# Barcelona accommodations?



## LAX Mom (Nov 12, 2009)

Planning a trip to Spain and we'll probably stay a few nights in Barcelona. There is a Marriott (Renaissance) property near the airport but we would need to take a taxi or shuttle each time we go into the city.

I'm wondering if any of you have other recommendations of places you have stayed in Barcelona?

Thanks!


----------



## Conan (Nov 12, 2009)

We really liked Hotel Avenida Palace; perfect tourist location, excellent hotel at a good price
http://www.avenidapalace.com/en/


----------



## rhonda (Nov 12, 2009)

There was a great thread on this topic back in 2006/7.  I stayed in one of the recommended hotels and loved it ... but can't (now) remember the name.  Searches are failing me tonight ... hoping someone else might find the old thread and link it?


----------



## LAX Mom (Nov 12, 2009)

Thanks rhonda! I'll see if I can find that old thread.
Also, the Hotel Avenida Palace looks great! I'll check on availablity later tonight.


----------



## Carolinian (Nov 13, 2009)

The best deals I find these days on European accomodations are through www.booking.com


----------



## rhonda (Nov 13, 2009)

Found the name ... we stayed at the Hotel Silken Concordia, Oct 2007.  Rates were reasonable, location was a convenient launching point.  A few blocks walk to La Rambla -- but not difficult.  Our rate, back then, included a full breakfast buffet (a really great breakfast with meats, yogurt, fruit, etc.).


----------



## Elli (Nov 13, 2009)

Here is another one, stayed there June 2008, Hotel Continental Palacete, buffet breakfast included, good location, reasonable room rates.


----------



## javabean (Nov 17, 2009)

I stayed at the *Hesperia Ramblas *in Barcelona this summer. It is less than a block away from La Boqueria, the large openair market on the Ramblas, and about a block away from a metro stop. It sets just off the Ramblas and is very quiet and a very good price. I wrote a review for www.tripadvisor.com when I returned and just rechecked what I had written. All the other recent reviews posted on trip advisor for this hotel are very positive also. Enjoy your trip. Our daughter lives 30 km south of Barcelona and we have visited a few times. It is a wonderful city.


----------



## Former Cruiser (Nov 17, 2009)

We stayed at that Marriott.  They have a shuttle service that will take you to town and bring you back.  No need for a taxi.


----------



## LAX Mom (Nov 18, 2009)

Thanks so much for all the suggestions on Barcelona! 

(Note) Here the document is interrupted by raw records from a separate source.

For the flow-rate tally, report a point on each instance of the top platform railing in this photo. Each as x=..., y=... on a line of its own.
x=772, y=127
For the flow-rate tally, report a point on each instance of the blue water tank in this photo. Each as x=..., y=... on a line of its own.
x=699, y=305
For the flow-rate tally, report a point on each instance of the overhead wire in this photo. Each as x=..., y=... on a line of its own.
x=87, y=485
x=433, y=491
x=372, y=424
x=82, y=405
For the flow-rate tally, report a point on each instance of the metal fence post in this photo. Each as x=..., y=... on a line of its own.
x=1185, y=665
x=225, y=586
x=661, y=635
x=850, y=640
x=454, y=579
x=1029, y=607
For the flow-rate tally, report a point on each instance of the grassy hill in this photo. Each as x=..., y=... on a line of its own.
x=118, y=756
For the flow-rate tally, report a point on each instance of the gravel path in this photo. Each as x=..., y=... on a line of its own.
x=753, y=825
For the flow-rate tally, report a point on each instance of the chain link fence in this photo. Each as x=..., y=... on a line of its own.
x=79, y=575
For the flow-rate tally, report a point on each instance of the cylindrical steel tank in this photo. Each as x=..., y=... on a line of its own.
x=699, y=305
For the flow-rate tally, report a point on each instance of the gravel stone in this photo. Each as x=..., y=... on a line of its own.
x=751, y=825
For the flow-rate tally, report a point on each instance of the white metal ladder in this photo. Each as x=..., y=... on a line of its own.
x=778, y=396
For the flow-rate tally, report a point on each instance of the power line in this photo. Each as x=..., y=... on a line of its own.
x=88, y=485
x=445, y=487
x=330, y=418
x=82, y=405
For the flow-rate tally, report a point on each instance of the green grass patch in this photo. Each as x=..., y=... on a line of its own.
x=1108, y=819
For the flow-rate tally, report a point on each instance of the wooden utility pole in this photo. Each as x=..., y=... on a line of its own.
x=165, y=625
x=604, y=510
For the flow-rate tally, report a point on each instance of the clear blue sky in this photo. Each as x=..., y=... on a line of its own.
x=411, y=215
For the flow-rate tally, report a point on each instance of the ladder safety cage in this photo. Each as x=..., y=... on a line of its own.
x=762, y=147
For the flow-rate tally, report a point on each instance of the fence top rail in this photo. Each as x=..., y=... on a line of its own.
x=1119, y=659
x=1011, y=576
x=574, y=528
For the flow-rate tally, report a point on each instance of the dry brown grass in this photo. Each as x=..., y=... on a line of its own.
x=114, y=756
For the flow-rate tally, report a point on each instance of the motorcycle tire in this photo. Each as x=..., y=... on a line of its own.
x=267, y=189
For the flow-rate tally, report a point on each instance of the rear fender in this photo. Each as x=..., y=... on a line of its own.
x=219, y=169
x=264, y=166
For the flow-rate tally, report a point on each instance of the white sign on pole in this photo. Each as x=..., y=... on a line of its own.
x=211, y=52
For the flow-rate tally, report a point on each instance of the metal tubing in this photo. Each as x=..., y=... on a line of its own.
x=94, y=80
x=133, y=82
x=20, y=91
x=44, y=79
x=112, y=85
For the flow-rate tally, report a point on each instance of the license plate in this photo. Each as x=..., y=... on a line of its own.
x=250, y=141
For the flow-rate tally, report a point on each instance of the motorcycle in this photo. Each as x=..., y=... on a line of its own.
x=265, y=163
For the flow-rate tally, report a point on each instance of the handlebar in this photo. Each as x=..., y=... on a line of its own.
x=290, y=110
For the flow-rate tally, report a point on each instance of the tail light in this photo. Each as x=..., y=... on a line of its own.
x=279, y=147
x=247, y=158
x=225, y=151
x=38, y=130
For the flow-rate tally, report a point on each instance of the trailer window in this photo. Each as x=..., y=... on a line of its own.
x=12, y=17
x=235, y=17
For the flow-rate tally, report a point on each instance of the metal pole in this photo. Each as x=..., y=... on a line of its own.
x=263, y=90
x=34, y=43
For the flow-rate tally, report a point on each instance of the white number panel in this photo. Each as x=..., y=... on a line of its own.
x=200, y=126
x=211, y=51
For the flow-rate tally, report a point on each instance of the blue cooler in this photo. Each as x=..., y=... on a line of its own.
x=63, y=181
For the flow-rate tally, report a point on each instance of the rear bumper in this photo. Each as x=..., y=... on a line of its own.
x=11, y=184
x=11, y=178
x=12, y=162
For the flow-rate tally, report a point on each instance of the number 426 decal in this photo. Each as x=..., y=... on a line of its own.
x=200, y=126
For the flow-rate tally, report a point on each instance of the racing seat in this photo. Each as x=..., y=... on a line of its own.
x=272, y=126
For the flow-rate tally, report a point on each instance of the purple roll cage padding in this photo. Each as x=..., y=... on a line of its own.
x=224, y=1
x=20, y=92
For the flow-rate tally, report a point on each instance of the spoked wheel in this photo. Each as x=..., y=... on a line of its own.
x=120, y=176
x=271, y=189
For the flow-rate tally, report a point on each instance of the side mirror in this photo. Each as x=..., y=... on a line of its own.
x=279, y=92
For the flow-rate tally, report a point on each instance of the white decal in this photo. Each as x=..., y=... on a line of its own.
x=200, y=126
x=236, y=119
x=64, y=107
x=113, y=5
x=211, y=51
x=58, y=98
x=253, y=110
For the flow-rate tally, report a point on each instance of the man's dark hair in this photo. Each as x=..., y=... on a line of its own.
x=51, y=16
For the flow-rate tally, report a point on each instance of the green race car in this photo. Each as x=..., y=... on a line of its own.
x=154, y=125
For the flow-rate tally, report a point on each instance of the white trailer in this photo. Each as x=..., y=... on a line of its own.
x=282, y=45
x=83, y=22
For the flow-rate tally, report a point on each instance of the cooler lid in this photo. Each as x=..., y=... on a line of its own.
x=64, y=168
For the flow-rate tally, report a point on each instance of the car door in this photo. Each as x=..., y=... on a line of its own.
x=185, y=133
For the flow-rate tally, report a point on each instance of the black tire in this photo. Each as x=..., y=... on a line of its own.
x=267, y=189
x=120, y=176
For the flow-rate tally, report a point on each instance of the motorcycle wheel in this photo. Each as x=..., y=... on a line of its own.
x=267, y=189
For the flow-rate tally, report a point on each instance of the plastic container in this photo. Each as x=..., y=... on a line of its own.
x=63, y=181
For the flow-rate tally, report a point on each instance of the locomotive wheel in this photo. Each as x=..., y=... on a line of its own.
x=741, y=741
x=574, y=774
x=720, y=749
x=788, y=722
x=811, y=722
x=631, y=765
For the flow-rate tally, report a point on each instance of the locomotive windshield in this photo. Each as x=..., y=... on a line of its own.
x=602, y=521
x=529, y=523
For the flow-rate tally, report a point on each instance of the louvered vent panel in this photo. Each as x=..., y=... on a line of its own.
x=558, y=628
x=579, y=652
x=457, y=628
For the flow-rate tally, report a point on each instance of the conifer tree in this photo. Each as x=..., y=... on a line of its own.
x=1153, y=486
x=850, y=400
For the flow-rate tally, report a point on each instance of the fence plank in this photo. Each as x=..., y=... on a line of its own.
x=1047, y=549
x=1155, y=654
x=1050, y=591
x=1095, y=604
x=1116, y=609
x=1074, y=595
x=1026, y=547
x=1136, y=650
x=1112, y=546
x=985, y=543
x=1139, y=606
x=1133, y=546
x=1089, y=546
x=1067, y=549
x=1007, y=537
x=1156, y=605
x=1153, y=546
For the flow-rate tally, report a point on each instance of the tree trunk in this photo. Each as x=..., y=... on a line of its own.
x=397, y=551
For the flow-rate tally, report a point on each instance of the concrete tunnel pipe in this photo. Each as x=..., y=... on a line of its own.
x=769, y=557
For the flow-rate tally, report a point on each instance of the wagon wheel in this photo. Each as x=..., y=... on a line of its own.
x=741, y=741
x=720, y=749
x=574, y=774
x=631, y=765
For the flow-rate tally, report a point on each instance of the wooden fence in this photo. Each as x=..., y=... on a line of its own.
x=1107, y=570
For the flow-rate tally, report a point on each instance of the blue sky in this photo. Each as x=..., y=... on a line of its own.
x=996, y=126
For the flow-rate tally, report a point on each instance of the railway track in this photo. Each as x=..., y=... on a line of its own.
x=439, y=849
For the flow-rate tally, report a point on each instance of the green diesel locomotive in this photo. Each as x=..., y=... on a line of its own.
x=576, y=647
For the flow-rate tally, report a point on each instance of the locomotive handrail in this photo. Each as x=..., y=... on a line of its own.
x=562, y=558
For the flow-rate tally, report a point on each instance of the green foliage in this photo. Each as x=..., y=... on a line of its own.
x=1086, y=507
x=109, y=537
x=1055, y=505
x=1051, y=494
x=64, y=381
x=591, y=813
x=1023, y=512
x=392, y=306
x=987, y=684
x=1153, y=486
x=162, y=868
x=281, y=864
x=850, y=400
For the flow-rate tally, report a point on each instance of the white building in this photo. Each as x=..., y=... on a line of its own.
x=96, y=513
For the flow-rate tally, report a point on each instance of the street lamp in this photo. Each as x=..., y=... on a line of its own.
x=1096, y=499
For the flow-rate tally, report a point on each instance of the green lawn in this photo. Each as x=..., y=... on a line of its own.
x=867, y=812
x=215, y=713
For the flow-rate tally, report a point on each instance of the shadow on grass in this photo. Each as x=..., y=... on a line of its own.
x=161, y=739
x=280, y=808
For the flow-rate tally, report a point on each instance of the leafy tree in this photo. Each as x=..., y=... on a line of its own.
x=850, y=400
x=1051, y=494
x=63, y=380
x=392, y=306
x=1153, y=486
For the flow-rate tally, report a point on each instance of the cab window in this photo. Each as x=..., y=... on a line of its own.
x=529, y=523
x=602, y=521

I'd love to stay in the city, but this trip the Renaissance property might be our best option. Marriott hotels in Europe have a "stay 2 nights, get one free" deal that makes the price pretty good. Price is 120 Euros per night, so that makes it 80 Euros per night with the free night. Not a bad deal. Also, I can get MR points and elite nights credit for the stay. 

The shuttle to/from the airport would be great since my DS will be arriving & leaving at different times from the rest of us. The shuttle will save us on several trips to & from the airport.

Thanks for all the suggestions, I saved several for our next trip (when we won't be arriving in shifts)!


----------



## Fletcher921 (Nov 18, 2009)

Hotel Continental Palacete - We stayed there as well - was wonderful!

We also HIGHLY recommend using Jose Soler as a guide for a day or two if you have the opportunity.


----------



## pianodinosaur (Nov 22, 2009)

*Visit the Gaudi Cathedral*

We stayed at the Hilton Barcelona del Mar before and after our cruise this year.  It was very nice.  We had a beautiful view of the Meditteranean.  There is a tour bus service that stops near by and there is also a nearby subway station as well.  The Gaudi Cathedral is a must see.


----------



## Fletcher921 (Dec 6, 2009)

Elli said:


> Here is another one, stayed there June 2008, Hotel Continental Palacete, buffet breakfast included, good location, reasonable room rates.



We stayed here as well - great location and nice clean rooms with great breakfast bar - i think it was available all day...


----------



## Carol C (Dec 7, 2009)

Fletcher921 said:


> We stayed here as well - great location and nice clean rooms with great breakfast bar - i think it was available all day...



Ditto that. We also stayed at the Continental some years ago, and I would go back.


----------



## LAX Mom (Dec 9, 2009)

Just to follow up.........
We stayed at the Renaissance Barcelona Airport property for 3 nights. They had a special, stay 2 nights (120 euros per night) and get 1 night free. That made it 80 euros per night and since I needed 2 rooms it seemed like a good option.

Also the Renaissance had a free aiport shuttle and since my son was arriving/leaving at different times than the rest of us that was helpful and saved on several taxi fares into/from the city.

There is a city bus (#165) that stops right outside the Renaissance. It's the final stop for the line and takes you directly into the Plaza Espanya. The bus ride took 25-30 minutes but I enjoy seeing the different neighborhoods. Only problem was that this bus didn't run on Sat & Sun. 

Great city! We really enjoyed it, there is so much to see there.


----------